Antitoxin stock solution should place 2-8 ℃ of lucifuge place, preserves at least 1 month as stable phase.
The inactivation of virus effect
Requirement method by " blood products removal/inactivation of viruses technical method and verification guide principle " verifies that the inactivation of virus effect of above-mentioned virus inactivating method can reach and descend more than 4 log, meets the requirements.
| The inactivation of virus effect | Pseudorabies virus (PRV) | Encephalitis b virus (Sindbis) |
| 60 ℃, 10 hours | Do not detect | Do not detect |
| PH4.1,21 days | Do not detect | Do not detect |
Product quality indicator
By " Chinese pharmacopoeia (version in 2010) standard method is measured, the antitoxic serum stock solution of new technology preparation, and quality index has corresponding raising
| Project | IgG content % | F (ab) 2 content % | Than IU/g alive |
| Former technology | 5.0 | 62 | 55813 |
| New technology | 0.1 | 64 | 64583 |
Claims (4)
1. the antitoxic serum preparation technology of a viral inactivation treatment comprises following conventional steps: (1), pepsin digestion; (2), precipitate and the degenerative treatments of heating for the first time; (3), precipitation process for the second time; (4), alum precipitate is handled; (5), ultrafiltration and concentration is handled; (6), stock solution preparation, it is characterized in that: the concrete technology of said step (2) is after step (1) digestion finishes, to add the ammonium sulfate of 10-20g by every 100ml Digestive system; Regulate pH to 4.50-6.50, heat to 60 ± 1 ℃, be incubated 10 hours, insulation finishes; Be cooled to below 45 ℃, press the 100ml Digestive system and add 0.5-0.8g kieselguhr, after stirring; Digestive system is pumped into plate and frame type filter-press carry out isolated by filtration, filter and collect supernatant, precipitate discarded.
2. the antitoxic serum preparation technology of a viral inactivation treatment comprises following conventional steps: (1), pepsin digestion; (2), precipitate and the degenerative treatments of heating for the first time; (3), precipitation process for the second time; (4), alum precipitate is handled; (5), ultrafiltration and concentration is handled; (6), stock solution preparation, it is characterized in that: the concrete technology of said step (6) is, will (5) in the ultrafiltration and concentration liquid pump of ultrafiltration and concentration processing go into preparing tank; Tire according to required stock solution and to add water for injection, press 8.0-8.5g/L and add sodium chloride, press 2.0-2.5g/L adding metacresol then as antiseptic; Transfer pH to 4.1 ± 0.3; The clear liquid lucifuge left in 24 ± 1 ℃, 21 days after the aseptic filtration, more above-mentioned clear liquid was transferred pH to 6.0-7.0, and aseptic filtration gets antitoxic serum stock solution.

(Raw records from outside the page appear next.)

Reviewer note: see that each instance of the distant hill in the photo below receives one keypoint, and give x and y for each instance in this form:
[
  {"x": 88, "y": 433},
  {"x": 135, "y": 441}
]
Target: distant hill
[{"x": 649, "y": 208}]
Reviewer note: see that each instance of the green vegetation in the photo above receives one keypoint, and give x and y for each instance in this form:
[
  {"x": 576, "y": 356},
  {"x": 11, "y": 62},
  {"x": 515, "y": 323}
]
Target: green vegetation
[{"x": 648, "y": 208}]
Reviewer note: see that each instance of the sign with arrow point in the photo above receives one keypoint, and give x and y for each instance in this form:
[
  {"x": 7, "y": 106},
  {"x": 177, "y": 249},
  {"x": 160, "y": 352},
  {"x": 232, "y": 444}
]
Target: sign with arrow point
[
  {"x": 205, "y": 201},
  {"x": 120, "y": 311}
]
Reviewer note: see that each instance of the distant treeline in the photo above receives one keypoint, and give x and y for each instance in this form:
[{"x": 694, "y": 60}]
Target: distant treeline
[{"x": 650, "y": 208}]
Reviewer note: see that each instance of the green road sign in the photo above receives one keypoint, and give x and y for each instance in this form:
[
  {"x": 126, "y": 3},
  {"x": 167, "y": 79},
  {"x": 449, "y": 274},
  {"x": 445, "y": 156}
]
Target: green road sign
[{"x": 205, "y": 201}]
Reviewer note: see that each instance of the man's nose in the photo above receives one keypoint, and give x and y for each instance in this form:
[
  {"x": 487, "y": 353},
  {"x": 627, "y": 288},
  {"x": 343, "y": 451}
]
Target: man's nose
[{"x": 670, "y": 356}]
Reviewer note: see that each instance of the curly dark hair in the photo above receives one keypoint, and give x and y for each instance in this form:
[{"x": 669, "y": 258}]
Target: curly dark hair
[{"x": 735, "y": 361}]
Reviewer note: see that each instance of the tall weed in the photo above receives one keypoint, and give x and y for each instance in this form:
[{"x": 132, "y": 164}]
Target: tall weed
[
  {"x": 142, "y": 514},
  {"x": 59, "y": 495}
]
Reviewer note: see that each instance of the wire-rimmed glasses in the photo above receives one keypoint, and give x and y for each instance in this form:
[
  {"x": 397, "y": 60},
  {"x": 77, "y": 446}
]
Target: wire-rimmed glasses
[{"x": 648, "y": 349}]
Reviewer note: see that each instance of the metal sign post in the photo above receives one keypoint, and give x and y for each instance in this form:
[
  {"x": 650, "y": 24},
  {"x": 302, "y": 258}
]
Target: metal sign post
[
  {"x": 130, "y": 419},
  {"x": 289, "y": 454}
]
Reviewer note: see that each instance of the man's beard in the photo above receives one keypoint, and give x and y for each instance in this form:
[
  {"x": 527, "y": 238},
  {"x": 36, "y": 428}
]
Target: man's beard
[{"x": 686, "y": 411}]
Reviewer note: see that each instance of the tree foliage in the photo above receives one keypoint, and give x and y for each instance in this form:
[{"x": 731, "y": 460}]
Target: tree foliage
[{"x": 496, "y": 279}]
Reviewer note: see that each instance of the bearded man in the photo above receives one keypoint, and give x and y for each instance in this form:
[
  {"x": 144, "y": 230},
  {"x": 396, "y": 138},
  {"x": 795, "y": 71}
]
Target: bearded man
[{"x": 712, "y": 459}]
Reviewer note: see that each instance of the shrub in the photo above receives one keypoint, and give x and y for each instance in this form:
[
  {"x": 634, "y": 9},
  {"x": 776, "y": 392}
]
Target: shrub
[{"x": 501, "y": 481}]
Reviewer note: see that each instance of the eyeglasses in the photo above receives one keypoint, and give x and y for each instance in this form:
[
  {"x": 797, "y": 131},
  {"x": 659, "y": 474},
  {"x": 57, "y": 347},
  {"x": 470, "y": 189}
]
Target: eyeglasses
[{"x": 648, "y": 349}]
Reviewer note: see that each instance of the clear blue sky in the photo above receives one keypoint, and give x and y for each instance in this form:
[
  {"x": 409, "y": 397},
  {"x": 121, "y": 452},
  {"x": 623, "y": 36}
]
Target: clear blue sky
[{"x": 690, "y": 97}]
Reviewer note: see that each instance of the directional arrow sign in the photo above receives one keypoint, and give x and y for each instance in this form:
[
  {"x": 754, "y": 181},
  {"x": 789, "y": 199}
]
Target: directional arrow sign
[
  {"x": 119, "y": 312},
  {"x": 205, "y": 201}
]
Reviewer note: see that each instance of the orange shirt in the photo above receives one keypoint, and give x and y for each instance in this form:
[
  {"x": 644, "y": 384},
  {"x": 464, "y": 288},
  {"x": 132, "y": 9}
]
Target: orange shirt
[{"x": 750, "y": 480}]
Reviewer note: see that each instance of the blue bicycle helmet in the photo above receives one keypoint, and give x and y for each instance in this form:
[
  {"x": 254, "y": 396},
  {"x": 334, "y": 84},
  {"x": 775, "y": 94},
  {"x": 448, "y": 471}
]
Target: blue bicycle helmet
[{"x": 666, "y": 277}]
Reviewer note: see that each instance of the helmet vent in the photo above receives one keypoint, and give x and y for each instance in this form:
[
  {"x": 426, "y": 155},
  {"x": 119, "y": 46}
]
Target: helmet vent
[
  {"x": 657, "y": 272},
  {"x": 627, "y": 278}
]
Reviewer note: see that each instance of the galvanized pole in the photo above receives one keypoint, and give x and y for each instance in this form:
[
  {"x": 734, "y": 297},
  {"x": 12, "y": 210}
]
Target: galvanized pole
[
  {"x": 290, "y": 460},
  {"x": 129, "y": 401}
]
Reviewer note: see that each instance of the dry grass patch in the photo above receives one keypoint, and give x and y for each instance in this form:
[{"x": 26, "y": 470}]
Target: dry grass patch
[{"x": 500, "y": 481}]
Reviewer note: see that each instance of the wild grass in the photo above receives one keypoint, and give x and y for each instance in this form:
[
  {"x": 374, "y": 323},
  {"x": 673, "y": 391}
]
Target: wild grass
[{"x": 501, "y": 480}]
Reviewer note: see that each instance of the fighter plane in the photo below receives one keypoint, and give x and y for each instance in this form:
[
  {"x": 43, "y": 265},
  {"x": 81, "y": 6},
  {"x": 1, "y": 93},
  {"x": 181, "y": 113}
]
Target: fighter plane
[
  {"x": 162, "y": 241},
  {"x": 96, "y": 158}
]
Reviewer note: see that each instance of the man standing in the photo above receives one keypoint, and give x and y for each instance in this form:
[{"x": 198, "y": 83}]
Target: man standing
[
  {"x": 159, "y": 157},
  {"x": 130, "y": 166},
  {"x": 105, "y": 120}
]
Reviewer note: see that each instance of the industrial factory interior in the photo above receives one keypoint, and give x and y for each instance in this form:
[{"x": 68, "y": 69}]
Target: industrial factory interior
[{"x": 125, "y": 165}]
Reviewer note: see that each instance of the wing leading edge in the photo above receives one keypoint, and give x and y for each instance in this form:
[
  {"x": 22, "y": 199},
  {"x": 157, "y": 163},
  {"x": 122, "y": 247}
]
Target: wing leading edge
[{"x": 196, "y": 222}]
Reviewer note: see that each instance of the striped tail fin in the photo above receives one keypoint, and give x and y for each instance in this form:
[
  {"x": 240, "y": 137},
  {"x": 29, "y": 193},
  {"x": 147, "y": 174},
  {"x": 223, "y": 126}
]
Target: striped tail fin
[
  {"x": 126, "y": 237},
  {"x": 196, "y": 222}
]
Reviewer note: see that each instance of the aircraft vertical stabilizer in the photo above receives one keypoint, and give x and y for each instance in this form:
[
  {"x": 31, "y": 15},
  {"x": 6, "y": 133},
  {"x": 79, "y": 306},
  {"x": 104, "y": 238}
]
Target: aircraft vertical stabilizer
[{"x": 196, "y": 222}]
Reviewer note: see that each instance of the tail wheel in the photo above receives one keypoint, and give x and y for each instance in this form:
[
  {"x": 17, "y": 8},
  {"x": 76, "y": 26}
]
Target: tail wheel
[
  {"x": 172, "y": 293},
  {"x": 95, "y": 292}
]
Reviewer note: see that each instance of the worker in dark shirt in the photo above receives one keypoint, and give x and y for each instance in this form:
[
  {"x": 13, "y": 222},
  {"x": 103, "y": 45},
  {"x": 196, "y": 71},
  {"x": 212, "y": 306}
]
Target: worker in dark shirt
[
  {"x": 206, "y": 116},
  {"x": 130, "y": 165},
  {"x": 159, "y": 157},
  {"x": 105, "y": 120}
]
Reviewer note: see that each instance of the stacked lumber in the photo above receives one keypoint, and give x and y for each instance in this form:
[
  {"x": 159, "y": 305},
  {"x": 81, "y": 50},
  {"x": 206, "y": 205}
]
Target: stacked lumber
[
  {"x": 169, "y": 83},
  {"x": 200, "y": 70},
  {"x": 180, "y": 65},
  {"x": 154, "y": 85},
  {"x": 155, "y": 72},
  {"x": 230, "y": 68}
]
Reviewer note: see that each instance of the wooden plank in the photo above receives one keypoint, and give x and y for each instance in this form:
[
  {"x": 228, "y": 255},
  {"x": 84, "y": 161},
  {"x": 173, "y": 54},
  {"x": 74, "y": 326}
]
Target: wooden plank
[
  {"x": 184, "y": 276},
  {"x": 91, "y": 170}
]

3. the antitoxic serum preparation technology of a viral inactivation treatment comprises following conventional steps: (1), pepsin digestion; (2), precipitate and the degenerative treatments of heating for the first time; (3), precipitation process for the second time; (4), alum precipitate is handled; (5), ultrafiltration and concentration is handled; (6), stock solution preparation; It is characterized in that: the concrete technology of said step (2) is after step (1) digestion finishes, by the ammonium sulfate of every 100ml Digestive system adding 10-20g, to regulate pH to 4.50-6.50; Heat to 60 ± 1 ℃, be incubated 10 hours, insulation finishes; Be cooled to below 45 ℃, press the 100ml Digestive system and add 0.5-0.8g kieselguhr, after stirring; Digestive system is pumped into plate and frame type filter-press carry out isolated by filtration, filter and collect supernatant, precipitate discarded; The concrete technology of said step (6) is, the ultrafiltration and concentration liquid pump that ultrafiltration and concentration in (5) is handled is gone into preparing tank, tires according to required stock solution and adds water for injection; Press 8.0-8.5g/L and add sodium chloride; Press 2.0-2.5g/L then and add metacresol as antiseptic, transfer pH to 4.1 ± 0.3, the clear liquid lucifuge left in 24 ± 1 ℃, 21 days after the aseptic filtration; Again above-mentioned clear liquid is transferred pH to 6.0-7.0, aseptic filtration gets antitoxic serum stock solution.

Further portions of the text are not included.